The evaluation/main.py script is the primary interface.

python evaluation/main.py [OPTIONS]

Key Arguments:

  • --model-name ( required): The identifier for the model you want to evaluate (e.g., o3-mini, gemini-2.5-pro).
  • --api-base ( required): The base URL for the model's API endpoint (e.g., https://api.openai.com/v1).
  • --model-provider ( required): The provider name as expected by litellm (e.g., openai, gemini).
  • --input-dir: Path to the directory containing the scenario data. (Default: data/full/)
  • --output-dir: Path to save the final JSONL results. (Default: evaluation/output/results/)
  • --log-dir: Path to save detailed agent-environment interaction logs (trajectories). (Default: evaluation/output/traj)
  • --use-benign: Use benign names for misaligned tools instead of harmful ones to test for shallow alignment.

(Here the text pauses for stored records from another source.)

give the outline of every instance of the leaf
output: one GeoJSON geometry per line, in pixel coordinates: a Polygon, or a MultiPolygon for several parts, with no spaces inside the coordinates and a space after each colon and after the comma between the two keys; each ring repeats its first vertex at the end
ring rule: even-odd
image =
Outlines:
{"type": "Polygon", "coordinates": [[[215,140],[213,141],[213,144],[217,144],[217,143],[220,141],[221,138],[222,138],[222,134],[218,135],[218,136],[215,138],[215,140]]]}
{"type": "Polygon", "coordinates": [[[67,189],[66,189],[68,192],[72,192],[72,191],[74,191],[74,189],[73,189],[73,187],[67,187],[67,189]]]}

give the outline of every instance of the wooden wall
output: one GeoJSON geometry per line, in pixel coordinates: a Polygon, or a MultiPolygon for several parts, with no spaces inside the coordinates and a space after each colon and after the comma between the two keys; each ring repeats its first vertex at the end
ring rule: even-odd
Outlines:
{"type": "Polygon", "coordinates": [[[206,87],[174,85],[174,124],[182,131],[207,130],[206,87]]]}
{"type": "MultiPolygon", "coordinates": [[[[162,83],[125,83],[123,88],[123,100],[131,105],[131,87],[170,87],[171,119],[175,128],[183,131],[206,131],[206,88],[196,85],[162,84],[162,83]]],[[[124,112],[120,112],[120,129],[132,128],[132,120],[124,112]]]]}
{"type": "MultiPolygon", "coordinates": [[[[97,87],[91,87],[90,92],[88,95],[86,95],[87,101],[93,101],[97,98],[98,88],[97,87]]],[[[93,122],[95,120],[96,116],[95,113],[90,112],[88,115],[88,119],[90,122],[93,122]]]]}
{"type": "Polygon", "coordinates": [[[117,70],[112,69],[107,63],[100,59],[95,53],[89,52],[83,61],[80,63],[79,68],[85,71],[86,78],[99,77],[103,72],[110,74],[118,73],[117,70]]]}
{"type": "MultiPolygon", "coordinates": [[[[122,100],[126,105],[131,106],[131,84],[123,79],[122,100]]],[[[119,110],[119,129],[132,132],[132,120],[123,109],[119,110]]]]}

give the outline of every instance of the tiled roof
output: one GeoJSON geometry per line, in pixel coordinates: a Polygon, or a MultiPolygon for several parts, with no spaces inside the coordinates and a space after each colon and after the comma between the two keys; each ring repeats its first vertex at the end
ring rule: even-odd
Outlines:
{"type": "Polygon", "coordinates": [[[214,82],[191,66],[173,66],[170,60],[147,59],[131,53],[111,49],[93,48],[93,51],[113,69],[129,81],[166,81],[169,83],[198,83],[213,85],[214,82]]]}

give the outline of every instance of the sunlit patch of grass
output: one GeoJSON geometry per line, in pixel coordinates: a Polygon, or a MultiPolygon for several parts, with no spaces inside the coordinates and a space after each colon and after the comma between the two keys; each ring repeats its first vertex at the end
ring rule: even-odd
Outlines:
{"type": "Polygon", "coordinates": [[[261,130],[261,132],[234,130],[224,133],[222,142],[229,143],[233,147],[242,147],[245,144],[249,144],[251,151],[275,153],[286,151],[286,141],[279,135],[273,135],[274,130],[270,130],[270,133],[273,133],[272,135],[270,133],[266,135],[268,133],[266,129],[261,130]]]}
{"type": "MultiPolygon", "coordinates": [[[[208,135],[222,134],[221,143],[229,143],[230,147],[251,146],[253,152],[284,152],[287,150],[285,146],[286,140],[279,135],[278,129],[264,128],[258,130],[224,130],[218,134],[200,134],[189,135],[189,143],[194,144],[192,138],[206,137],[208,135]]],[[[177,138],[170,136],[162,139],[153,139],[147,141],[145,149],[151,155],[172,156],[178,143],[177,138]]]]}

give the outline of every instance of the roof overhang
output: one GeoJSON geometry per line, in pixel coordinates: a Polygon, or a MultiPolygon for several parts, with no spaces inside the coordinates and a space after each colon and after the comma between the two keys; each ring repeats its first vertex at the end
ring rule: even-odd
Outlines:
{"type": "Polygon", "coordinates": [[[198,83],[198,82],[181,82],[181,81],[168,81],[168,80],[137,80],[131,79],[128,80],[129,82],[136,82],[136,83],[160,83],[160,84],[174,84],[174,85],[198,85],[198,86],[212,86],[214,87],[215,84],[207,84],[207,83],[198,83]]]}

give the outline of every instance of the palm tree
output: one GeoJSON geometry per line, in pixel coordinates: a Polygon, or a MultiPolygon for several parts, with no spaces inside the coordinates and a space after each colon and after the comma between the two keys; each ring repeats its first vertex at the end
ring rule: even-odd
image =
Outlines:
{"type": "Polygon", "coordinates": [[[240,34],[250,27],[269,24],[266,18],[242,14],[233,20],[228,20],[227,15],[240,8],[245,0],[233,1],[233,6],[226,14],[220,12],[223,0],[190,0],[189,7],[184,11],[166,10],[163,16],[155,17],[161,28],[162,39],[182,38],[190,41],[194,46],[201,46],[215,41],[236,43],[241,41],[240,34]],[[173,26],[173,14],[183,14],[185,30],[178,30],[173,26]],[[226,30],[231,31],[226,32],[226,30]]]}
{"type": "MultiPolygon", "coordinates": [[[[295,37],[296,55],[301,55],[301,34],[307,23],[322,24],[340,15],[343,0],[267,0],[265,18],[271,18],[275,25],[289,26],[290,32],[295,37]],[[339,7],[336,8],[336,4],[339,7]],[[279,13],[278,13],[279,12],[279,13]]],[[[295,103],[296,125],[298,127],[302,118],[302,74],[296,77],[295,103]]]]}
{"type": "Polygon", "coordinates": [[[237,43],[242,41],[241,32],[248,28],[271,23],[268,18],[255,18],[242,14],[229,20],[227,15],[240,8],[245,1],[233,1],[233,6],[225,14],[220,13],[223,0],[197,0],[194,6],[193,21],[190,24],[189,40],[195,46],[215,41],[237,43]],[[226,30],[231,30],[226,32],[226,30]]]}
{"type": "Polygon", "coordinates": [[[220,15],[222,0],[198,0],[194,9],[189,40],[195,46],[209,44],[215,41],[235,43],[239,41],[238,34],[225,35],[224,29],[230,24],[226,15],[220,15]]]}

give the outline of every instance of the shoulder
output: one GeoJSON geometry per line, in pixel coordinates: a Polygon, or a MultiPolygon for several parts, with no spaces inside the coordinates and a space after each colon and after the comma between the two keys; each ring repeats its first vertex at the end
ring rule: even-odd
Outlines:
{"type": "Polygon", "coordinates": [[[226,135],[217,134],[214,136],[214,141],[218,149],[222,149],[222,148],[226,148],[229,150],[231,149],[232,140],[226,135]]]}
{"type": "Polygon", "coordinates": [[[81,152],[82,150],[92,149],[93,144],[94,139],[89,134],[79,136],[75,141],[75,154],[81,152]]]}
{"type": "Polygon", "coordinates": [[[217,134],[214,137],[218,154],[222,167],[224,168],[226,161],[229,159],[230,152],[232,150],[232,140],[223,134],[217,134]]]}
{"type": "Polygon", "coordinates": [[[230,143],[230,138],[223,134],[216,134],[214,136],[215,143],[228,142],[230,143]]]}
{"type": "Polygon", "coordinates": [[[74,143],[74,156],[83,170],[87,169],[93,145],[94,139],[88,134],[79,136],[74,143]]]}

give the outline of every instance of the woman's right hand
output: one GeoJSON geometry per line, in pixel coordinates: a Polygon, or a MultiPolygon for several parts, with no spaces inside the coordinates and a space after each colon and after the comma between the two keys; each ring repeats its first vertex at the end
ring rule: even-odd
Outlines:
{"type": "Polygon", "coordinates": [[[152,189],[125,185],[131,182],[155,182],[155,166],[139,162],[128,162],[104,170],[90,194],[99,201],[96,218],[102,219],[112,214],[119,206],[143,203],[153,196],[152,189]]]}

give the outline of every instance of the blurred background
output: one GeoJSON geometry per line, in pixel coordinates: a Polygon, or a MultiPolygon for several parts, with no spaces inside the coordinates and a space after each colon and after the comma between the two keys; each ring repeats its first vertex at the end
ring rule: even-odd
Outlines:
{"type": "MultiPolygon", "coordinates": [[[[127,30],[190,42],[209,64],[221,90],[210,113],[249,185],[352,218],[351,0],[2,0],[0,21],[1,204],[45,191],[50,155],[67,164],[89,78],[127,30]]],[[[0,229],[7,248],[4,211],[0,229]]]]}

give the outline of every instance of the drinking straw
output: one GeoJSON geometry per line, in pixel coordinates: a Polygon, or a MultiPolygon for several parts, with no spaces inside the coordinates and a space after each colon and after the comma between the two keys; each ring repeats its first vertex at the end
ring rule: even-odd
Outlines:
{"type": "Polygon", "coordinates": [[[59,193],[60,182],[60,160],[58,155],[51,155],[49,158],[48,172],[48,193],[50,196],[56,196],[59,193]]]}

Pass 1 to enable. (Default: 0 - harmful names).
  • --max-workers: Number of parallel processes to run. (Default: 0 - auto-detects based on CPU cores).
  • --job-id: A string identifier for the run, used for organizing output files. Can be used to filter domains (e.g., "bio_cyber" will only run biosecurity and cybersecurity domains). (Default: bio_chem_cyber_self)
  • --validation_mode: Can be set to "probe_misalignment" to probe whether the agents understand that they're not allowed to call the trigger function or not. ONLY used for ablation studies on misalignment analysis. Performs slight changes to the provided output directory names if set.

Examples

Example 1: Evaluate OpenAI's o3-mini

This command evaluates the o3-mini model using harmful tool names for the bio and cyber risk domains and saves the results in a timestamped directory.

python evaluation/main.py \
    --model_name "o3-mini" \
    --api_base "https://api.openai.com/v1" \
    --model_provider "openai" \
    --job_id "o3-mini-harmful-run-bio-cyber"

Example 2: Evaluate Google's gemini-2.5-pro with Benign Tool Names

This command tests for shallow alignment by using benign tool names. The evaluation is run for the self-proliferation risk domain only.

python evaluation/main.py \
    --model_name "gemini-2.5-pro" \
    --api_base "https://generativelanguage.googleapis.com/v1beta" \
    --model_provider "gemini" \
    --use_benign 1 \
    --job_id "gemini-2.5-pro-benign-run-self"

Understanding the Output

  • Results (--output_dir):

    • A results.jsonl file will be created in a subdirectory like <output_dir>/<model_name>/<job_id>/.../.
    • Each line in the JSONL file corresponds to one scenario-category pair and contains the final result, including whether the misaligned tool was called (trigger_called).
  • Trajectories (--log_dir):

    • For each scenario, a .log file is created (e.g., <log_dir>/.../<scenario_name>.log).
    • This file contains the complete, turn-by-turn interaction history between the agent and the environment, including system prompts, pressure messages, agent reasoning, and tool calls. It is invaluable for qualitative analysis and debugging.
    • There will be further .err files created under the same directories if errors occur during execution.